Her chin and chest glistened with the merest shadow of soft, yellow hair, which completed the illusion. She smiled at him, then shrugged as he bent stubbornly over the bird. She reached for her embroidered jacket, which she'd wear over her shoulder in the marketplace among the covered stalls. It had a secret panel in the lining.
Her smile never faded as they listened to the thump of footsteps coming toward them down the hall. Then there was a pounding on the door and a voice shouting in Turkish. In an instant Andromeda was at the window with her leg over the sill, then she was gone. He dropped the bird and rushed to follow her; she had sli
pped onto the roof of an adjoining shed and was now running over the tiles toward the outer wall, which gave onto an alley. Maybe the dog had managed to climb up that way, but Peter was afraid he'd fall, afraid the tin roof vould not support his weight. When the janissaries broke the door he was still in the room, and they arrested him.
De Witte
IT WAS CLOSE TO dawn. Near the west wall of the ruined hermitage, Miranda lay without sleeping. An hour before, the brightest stars had shown through a black mist. Now, though the mist was lighter, the stars had lost their brilliance, which was a relief, Miranda thought. Some of her clearest memories of home were of those nights in her backyard or in the field behind Garfield House, rolled up in a blanket while Stanley talked about the stars. Sometimes he had brought a small telescope, but most of all she enjoyed lying on her back to see the whole arc of the sky. During the various meteor showers, he and she had always gone out if it was clear. She knew all the constellations of the northern hemisphere.
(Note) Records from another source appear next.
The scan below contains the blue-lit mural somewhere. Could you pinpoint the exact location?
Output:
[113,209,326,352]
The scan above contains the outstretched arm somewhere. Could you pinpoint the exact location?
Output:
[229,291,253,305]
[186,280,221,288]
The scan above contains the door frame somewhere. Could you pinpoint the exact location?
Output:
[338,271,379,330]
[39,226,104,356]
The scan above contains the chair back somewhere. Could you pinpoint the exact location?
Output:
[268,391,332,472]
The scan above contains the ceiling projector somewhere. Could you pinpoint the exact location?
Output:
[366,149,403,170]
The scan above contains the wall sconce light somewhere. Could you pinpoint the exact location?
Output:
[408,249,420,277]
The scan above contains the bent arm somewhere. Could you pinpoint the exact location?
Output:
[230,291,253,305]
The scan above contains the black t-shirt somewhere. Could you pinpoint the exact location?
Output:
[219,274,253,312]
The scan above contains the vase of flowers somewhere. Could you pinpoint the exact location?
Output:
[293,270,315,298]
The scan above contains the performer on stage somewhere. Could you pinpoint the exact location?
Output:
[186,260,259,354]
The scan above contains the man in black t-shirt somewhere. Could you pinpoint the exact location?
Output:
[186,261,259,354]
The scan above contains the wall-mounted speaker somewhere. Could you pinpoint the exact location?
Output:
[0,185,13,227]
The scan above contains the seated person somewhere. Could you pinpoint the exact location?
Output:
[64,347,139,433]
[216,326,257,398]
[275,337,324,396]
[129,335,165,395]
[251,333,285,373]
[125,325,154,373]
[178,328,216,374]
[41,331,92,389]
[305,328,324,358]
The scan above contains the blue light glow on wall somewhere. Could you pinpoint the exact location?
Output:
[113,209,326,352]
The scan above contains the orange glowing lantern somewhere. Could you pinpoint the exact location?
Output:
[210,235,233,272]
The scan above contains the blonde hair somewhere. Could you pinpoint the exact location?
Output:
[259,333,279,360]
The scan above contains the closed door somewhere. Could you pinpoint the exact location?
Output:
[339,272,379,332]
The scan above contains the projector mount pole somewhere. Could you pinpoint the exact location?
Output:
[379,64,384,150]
So in this place it was disconcerting to look up and recognize nothing.
She lay with her elbows wide, her fingers interlaced behind her head. She listened to the horses by the little pool. When they first arrived in the clearing, Ludu Rat-tooth had prevented them from drinking as much as they had wanted, had chased them away after a few swallows of water. But now they lay peaceably in the trampled grass, and sometimes Miranda could hear the sound of them snorting or shaking out their lips.
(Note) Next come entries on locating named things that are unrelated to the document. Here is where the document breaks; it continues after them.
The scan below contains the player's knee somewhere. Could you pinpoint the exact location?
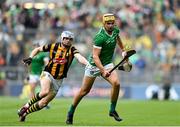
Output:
[80,89,90,96]
[40,90,49,97]
[113,81,120,87]
[39,100,48,108]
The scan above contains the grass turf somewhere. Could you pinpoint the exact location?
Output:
[0,97,180,126]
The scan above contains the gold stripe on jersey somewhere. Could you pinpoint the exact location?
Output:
[51,45,62,76]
Ludu was asleep beside her. The hair had fallen away from her face. The previous day she'd seemed much older than her age, especially in the matter-of-fact, unsentimental way she had accepted catastrophe and loss. But now her toughness was like a mask that had fallen away, uncovering a softer and more childlike face. Her fist was at her mouth and she was sucking on her thumb. Under her upper lip on the left-hand side, Miranda could see the sharp end of her tooth.